Megan Baker House provides a range of sessions delivered by trained professionals called Conductors.
Megan Baker House also provides support to families and carers through advice and information, referrals, befriending and mentoring.
Children and adults with a neurological motor disorder have damage to the central nervous system, which affects their ability to control movement and can cause a wide range of developmental difficulties. Skills such as head control, moving around independently, sitting unaided, walking, dressing, eating and drinking, personal hygiene and social and communication skills that are ‘automatic’ for most people have to be consciously learnt.
Conductive Education is a proven, practical and successful approach which provides coping mechanisms and techniques to allow children and adults to learn to manage the difficulties caused by their disability. The impact the method has on their lives and the lives of their families is more than a physical one; it also helps to increase their confidence and motivation, helping to develop their personality, feel more positive about their future and their ability to lead independent, fulfilled lives.
The skills learnt have practical applications which will help them to live more independently at home, school/work. For babies, this can mean learning to control their head movements so they can see what's around them; for toddlers, simple self care needs such as eating and dressing themselves; for older children, mastering the grip of a pencil to write their names. Teenagers might be looking for skills to help them cope when they leave home to go to college, university or to pursue a career. Adults to improve their balance to be able to carry on with their day to day chores.
Conductive Education teaches how to learn to solve problems when faced with them. It is a holistic, movement based educational approach for children and adults who have neurological motor difficulties. It is not a treatment, therapy or cure.
Therefore Conductive Education’s ultimate goal is to create an independent personality, someone who can think for themselves and adapt their learnt skills to any situation, which may arise.
Megan Baker House provides a range of age appropriate structured Conductive Education sessions and activities run by Conductors who work closely with each individual to teach and enable a personally tailored strategy for living.
The originator of Conductive Education, András Peto was born in Hungary. Peto was a physician and worked in Austria between the two World Wars. During the Second World War, Peto returned to Budapest where he hid in the basement of a friend's house. Whilst staying there he spent most of his time working and playing with his friend's child who had Cerebral Palsy. After the war ended, he devoted his time to train staff to work with children with Cerebral Palsy in 'The Institute for the Motor Impaired'. Peto revolutionised a system for teaching individuals who have motor disorders - Conductive Education.
Conductive Education is carried out in small groups and it is run by Conductors.
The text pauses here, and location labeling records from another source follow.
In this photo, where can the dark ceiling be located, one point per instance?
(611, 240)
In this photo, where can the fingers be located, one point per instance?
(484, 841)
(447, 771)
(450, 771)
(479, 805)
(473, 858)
Different programmes in the sessions make up each group’s daily routine. This is specially designed to suit the individuals in that specific group. All the programmes are built on each other, using the learnt skills and implementing them in different positions. The tasks within each task series are built on each other too, starting from more simple movements to building up into more difficult and complex tasks. All of these tasks are designed to help with the difficulties caused by the condition.
A conductor is a highly skilled professional who delivers Conductive Education. In order to be able to do this, they must have intensive training lasting 3-4 years to gain Qualified Conductor Status. This status is gained after a three or four year degree course, either in Hungary, Birmingham (UK), Keele (UK), America, Israel or Spain.
Peto argued that instead of motor disordered children receiving special therapies, they could improve through the normal process of learning and practicing. Peto was the first to consider disability as an educational challenge and not as a medical problem.
Conductive Education is therefore not a therapy or set of exercises but an educational system, of which the individual is an active participant.
Some of the general conductive aims are to teach ways and techniques to overcome the difficulties caused by their condition; to promote active participation and independence; to improve confidence and self esteem.
It is very important that the expectation and encouragement instilled in sessions continues at home and at school, the participant will make much quicker progress this way and will learn to want to do things for themselves. It may take longer, but the more times they have chance to practice, the quicker they can become.